“Safer to foller the Injun path. Whose your folks back in Virginny?”
Knight got to his feet and hurriedly told the names of his people. Kinsty worked inland and struck into the old trail. As he walked along in the lead he seemed hungry to be told things and asked many questions about Knight’s home life, his friends, and the like. Knight patiently answered the queries, as he had learned this was a characteristic of isolated people. The first four questions a traveler would be asked at a frontier cabin would be: “What’s your name? Where you from? Where you going? What’s your business?”
Knight talked until weary, and finally complained:
“Can’t we push forward faster? Seems like we was holding back.”

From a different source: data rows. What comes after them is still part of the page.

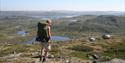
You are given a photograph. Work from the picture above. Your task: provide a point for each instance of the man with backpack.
(43, 36)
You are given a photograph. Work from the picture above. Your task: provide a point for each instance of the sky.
(69, 5)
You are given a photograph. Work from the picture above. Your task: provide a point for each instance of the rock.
(106, 36)
(115, 60)
(92, 39)
(35, 53)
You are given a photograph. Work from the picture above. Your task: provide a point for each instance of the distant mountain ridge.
(54, 14)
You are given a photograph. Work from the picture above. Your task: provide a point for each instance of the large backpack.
(42, 31)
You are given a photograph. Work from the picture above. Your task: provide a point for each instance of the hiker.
(43, 36)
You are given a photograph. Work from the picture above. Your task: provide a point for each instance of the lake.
(54, 38)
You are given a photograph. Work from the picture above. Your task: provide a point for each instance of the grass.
(10, 49)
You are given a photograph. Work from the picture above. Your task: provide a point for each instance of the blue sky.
(74, 5)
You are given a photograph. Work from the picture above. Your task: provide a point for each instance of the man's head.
(49, 22)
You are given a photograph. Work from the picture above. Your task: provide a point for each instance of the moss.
(81, 48)
(9, 49)
(79, 54)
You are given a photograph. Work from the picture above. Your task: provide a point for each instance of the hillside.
(103, 24)
(74, 51)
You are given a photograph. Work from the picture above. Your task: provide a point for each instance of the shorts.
(44, 45)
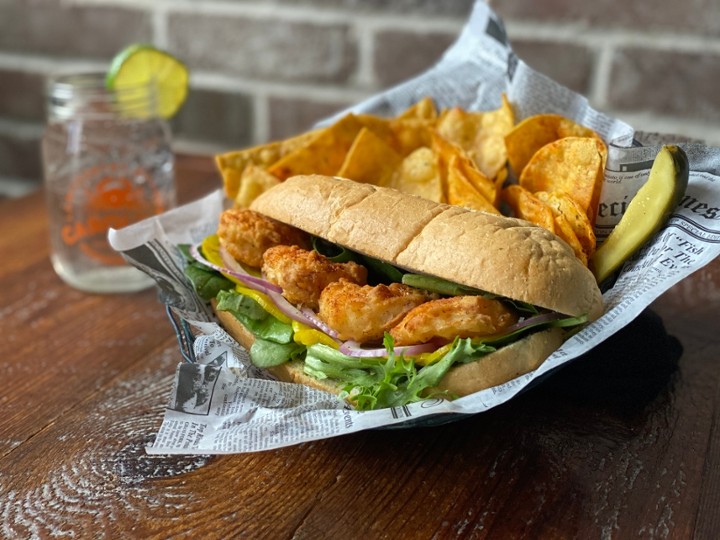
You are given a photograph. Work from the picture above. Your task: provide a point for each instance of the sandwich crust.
(497, 254)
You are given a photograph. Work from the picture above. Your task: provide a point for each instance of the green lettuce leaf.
(254, 317)
(265, 353)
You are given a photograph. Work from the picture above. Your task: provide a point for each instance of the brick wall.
(264, 69)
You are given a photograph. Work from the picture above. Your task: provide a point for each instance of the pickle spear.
(649, 210)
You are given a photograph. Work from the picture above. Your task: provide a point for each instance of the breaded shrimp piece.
(463, 316)
(365, 313)
(246, 234)
(303, 274)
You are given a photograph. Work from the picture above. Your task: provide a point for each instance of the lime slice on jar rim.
(143, 66)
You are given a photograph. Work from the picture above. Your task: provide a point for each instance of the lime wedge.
(142, 65)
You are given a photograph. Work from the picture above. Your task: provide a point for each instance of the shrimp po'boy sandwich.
(385, 298)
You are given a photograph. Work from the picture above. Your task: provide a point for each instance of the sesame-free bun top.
(501, 255)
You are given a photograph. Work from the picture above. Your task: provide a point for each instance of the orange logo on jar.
(99, 199)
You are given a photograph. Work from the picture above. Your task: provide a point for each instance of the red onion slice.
(319, 323)
(253, 282)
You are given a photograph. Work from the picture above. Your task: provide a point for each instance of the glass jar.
(107, 163)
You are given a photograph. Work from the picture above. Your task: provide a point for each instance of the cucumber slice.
(647, 212)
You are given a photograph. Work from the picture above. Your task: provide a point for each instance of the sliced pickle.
(648, 211)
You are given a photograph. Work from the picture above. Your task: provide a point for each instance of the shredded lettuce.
(206, 281)
(274, 343)
(375, 383)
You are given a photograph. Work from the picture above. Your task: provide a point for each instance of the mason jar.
(107, 163)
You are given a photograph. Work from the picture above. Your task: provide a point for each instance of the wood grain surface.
(622, 443)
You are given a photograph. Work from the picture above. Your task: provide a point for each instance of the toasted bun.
(491, 370)
(500, 255)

“No hurry so long’s we got to make one camp. Can’t do it on a stretch. Least-ways, you can’t. Won’t do to git tuckered out. You must be good for a long run if jumped by Injuns. You say you can’t speak nary a word of red lingo?”
“Not a word.”
Kinsty halted and stared at Knight thoughtfully. Then he announced:
“’Low you’re all right and are the man you say you be. But at the first I had a sneaking notion you might be Greeby.”
“The monster who lives with Indians from choice and kills his own people?” exclaimed Knight in a horrified tone. For the renegade’s infamous acts had been rehearsed at the Big Sandy station although the man seldom ventured that far up river.
“Now I know you’re all right,” chuckled Kinsty. “Only a man who’s all right could speak in that way. It was your scratched legs and arms that made me suspicious. Your calling like you did was the first thing to make me suspicious. Greeby is a master hand for yelling from the shore for some one to save his pelt by setting him across the river. Some say he’ll wade out in the water and pray to be took off.”